In a Form 8-K filing with the U.S. Securities and Exchange Commission, Chesapeake said John Lipinski, who was appointed in June 2014, and Icahn director Vincent Intrieri, appointed in June 2012, had resigned.

According to the filing, the decision by both men was “not the result of any disagreement with the company on any matter relating to its operations, policies or practices.” Lipinski had served on the audit and compensation committees. Intrieri, who was named to the board at Icahn’s behest, has worked for Icahn-related entities since 1998. He served on Chesapeake’s audit, finance and nominating, governance, and social responsibility committees.

The resignations came one week after Icahn revealed he had reduced his stake in Chesapeake to 4.55%, about half of what he held at the end of December 2014 (see Shale Daily, March, 24, 2015).

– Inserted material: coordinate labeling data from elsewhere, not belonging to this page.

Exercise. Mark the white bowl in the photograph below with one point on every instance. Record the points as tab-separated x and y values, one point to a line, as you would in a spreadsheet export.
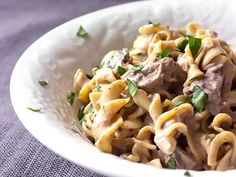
56	56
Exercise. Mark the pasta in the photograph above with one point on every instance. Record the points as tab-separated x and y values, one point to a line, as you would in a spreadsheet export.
168	102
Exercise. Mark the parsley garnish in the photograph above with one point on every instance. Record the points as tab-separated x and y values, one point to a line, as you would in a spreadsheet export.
121	70
206	136
132	87
99	66
34	110
43	83
80	114
194	45
154	23
71	97
187	173
81	32
89	76
171	163
199	98
164	53
182	45
91	109
98	87
136	67
178	103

In a statement Icahn said CEO Doug Lawler and his team had been doing “an admirable job” and reducing his stake was to recognize a capital loss for tax planning purposes.

Icahn became Chesapeake’s second largest shareholder in 2010 (see Daily GPI, Dec. 22, 2010). In 2012, as Chesapeake faced pressure from falling gas prices and reports of financial improprieties by then-CEO Aubrey McClendon, Icahn increased his stake to 7.6% (see Shale Daily, May 29, 2012). Icahn, working with No. 1 shareholder Southeastern Asset Management (13.8%), maneuvered to replace four board members, with three from Southeastern and one he would appoint.

Chesapeake also detailed its latest tender offer, which is designed to improve its capital structure. The 8-K filing said Chesapeake agreed to pay $800 million to repurchase $897.7 million in bonds that were surrendered by investors. In another offer, Chesapeake agreed to pay $699.3 million for $708 million in bonds.